L’extraordinaire accumulation de virtualisme, de narrative, etc., depuis le décès de la “vérité officielle” annoncée en 2001 par le secrétaire à la défense Rumsfeld a conduit, aux USA et dans le reste du bloc-BAO, à un phénoménal chaos intellectuel, aussi bien pour les zélotes du Système que pour ceux des antiSystème qui prétendent encore s’appuyer sur la seule raison-subvertie et la logique qui s’en déduit. Toutes deux, raison et logique, sont subverties par le Système dans les conditions actuelles si une vision supérieure (intuition haute) et une posture d’inconnaissance ne sont pas adoptées avant d’en faire usage. La révolution dans les champs psychologique et intellectuel que nous sommes en train de subir implique la nécessité de ne plus penser précisément les actes et manœuvres du Système et de ceux qui lui sont opposés selon une logique qui, laissé à elle seule, serait nécessairement pervertie.

Nous avons souvent recommandé et ne cessons de le recommander plus encore, dans des circonstances si diverses et si chaotiques, de se réfugier dans l’inconnaissance pour mieux pouvoir choisir les domaines où l’on peut intervenir sans risque de subversion du Système (d’être subverti par lui), sans être tenu par des obligations venues d’anciennes idéologies. Une fois cette distance établie, le seul but acceptable qui est l’attaque contre le Système se distingue et s’identifie sur une perspective dégagée.

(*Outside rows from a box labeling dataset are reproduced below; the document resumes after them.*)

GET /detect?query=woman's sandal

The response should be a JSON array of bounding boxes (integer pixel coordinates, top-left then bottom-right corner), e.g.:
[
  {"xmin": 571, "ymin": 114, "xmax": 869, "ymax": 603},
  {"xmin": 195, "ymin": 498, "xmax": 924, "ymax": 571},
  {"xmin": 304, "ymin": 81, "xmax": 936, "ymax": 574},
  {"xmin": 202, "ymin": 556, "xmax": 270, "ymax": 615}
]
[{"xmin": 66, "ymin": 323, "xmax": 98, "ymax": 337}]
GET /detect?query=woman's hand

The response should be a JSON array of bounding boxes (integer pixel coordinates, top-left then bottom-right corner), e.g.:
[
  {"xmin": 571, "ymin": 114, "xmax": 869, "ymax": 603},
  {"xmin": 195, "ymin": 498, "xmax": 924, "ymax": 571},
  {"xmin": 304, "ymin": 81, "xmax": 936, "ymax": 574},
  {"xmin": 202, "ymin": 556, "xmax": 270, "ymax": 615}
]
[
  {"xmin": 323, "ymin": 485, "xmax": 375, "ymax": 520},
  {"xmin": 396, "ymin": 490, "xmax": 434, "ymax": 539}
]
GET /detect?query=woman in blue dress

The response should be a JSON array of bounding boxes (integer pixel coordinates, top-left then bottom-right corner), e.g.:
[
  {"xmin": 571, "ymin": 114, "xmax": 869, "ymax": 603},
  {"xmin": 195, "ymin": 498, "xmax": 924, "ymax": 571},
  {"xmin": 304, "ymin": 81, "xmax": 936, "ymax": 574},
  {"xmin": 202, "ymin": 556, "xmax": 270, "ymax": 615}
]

Le cas nord-coréen tel qu’il a curieusement et si rapidement évolué durant le week-end, presque comme une farce (ou une “tragédie-bouffe”, certes), représente un exemple quasiment épuré des contradictions terribles où nous plonge ce chaos intellectuel si nous n’y prenons garde. La seule possibilité pour une pensée libre est de se tenir à une bonne distance, – l’inconnaissance, certes, – jusqu’à trouver le moment où l’identification de l’action antiSystème est assurée, et par conséquent une intervention possible parce qu’efficace, sans se soucier de savoir au côté de qui vous vous trouvez et si cela est moralement acceptable. Qu’importe si l’on est dans cette circonstance du côté d’Ockrent pour 40 minutes et du côté des Kim le temps des JO, puisqu’on est contre le Système et que c’est là le principe fondamental. C’est à eux d’être surpris et de s’interroger sur les circonstances de leur étrange destin, et nullement à nous.